Preobrazhensky, Yevgeny Alexeyevich
PREOBRAZHENSKY, YEVGENY ALEXEYEVICH
(1886–1937), Russian revolutionary, oppositionist, and Marxist theorist.
Born in Bolkhov, Orel province, Yevgeny Preobrazhensky began his political activism at age fifteen as a Social Democrat and later became a Bolshevik and a regional leader. Together with Nikolai Bukharin, Preobrazhensky led the Left Communist opposition to the Brest-Litovsk Treaty with Germany (1918). In 1920 he became one of three secretaries of the Bolshevik Party, together with Nikolai Krestinsky and Leonid Serebryakov, all later active in the Trotskyist Opposition. The three were removed from these posts in 1922, when Josef Stalin was made General Secretary of the Party Central Committee.

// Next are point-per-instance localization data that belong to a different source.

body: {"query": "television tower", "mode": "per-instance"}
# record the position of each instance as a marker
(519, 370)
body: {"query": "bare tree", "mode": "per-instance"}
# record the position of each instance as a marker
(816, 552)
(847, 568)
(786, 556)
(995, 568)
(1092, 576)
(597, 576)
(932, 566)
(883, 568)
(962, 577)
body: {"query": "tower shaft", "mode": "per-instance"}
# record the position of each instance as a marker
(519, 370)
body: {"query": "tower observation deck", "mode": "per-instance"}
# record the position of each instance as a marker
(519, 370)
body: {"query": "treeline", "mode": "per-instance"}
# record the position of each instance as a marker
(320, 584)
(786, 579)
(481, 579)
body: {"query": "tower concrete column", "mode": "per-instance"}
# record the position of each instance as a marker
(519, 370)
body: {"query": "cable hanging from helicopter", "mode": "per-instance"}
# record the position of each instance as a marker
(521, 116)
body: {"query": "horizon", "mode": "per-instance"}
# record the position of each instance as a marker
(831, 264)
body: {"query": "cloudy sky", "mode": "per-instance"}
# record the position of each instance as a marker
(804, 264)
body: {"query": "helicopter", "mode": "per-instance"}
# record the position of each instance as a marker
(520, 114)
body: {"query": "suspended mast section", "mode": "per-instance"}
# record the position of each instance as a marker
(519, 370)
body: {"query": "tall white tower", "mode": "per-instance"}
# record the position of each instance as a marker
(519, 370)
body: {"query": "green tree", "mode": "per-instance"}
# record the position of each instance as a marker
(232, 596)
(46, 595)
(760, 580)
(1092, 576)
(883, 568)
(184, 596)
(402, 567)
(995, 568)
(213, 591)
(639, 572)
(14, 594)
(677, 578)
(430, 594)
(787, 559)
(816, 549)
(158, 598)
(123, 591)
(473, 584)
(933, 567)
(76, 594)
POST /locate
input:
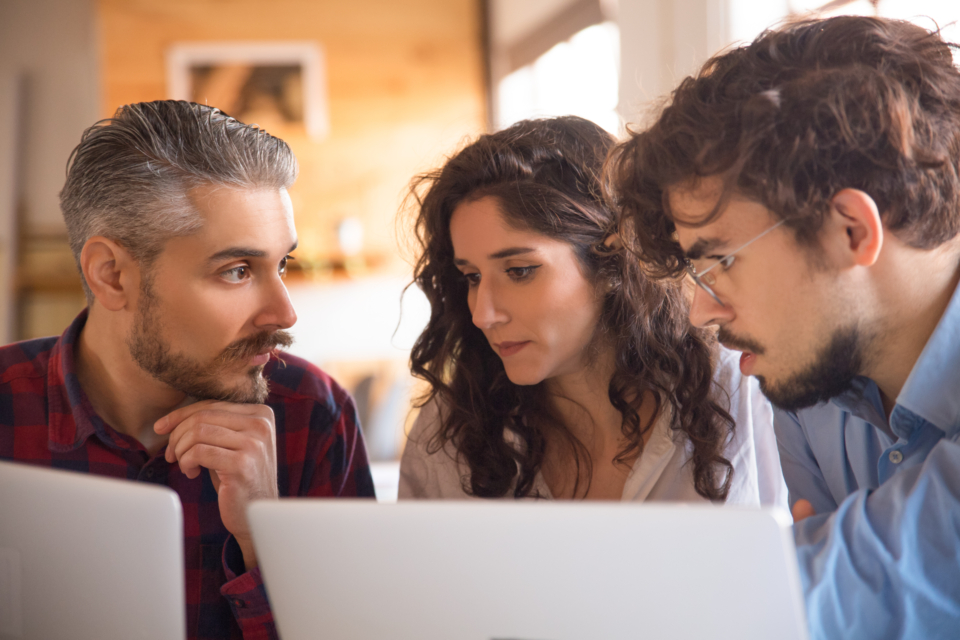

In 1923 Preobrazhensky authored the "Platform of the Forty-Six," which attacked the growing bureaucratization and authoritarianism of the Party apparatus. Also in 1923 he published On Morality and Class Norms, in which he attacked the apparatus's growing privileges. From this point Preobrazhensky became a close ally of Leon Trotsky and a leader of the various Trotskyist oppositions. Following the suppression of the 1927 Joint Opposition, he was expelled from the Party in 1928, but in 1929 became one of the first Trotskyists to recant his views and return to the Party fold. He was arrested in 1935 and testified against Grigory Zinoviev and Lev Kamenev at the first Moscow show trial in 1936. He was scheduled to be a defendant in the second trial in 1937, but refused to confess and was shot in secret in that same year. He was rehabilitated during Gorbachev's perestroika.
Preobrazhensky was a major theorist and one of the Soviet Union's leading economists of the 1920s. He opposed Stalin's and Bukharin's policy of "Socialism in One Country" and the slow pace of industrialization. In his major work, The New Economics, he put forward the theory of primary socialist accumulation, in which he argued that successful industrial development had to extract resources from the peasant economy. However, he resolutely opposed the use of force to achieve this, and by 1927 had concluded that only a revolution in the advanced countries of Western Europe could save the Soviet Union from a political and economic impasse. While he purported to welcome Stalin's solution to this dilemma (forced collectivization and industrialization), in 1932 he published his second theoretical masterpiece, The Decline of Capitalism. This was a serious analysis in its own right of the Great Depression, but it contained a less-than-veiled attack on Stalin's five-year plans and the policy of developing heavy industry at the expense of consumption.
See also: bukharin, nikolai ivanovich; stalin, josef vissarionovich; trotsky, leon davidovich
Day, Richard B. (1981). The "Crisis" and the "Crash": Soviet Studies of the West (1917–1939). London: NLB.
Erlich, Alexander. (1960). The Soviet Industrialization Debate. Cambridge, MA: Harvard University Press.
Preobrazhensky, E. A. (1965). The New Economics. Oxford: Clarendon.
Preobrazhensky, E. A. (1973). From NEP to Socialism. London: New Park.
Preobrazhensky, E. A. (1980). The Crisis of Soviet Industrialization, ed. Donald A. Filtzer. London: Macmillan.
Preobrazhensky, E. A. (1985). The Decline of Capitalism, ed. Richard B. Day. Armonk, NY: M. E. Sharpe.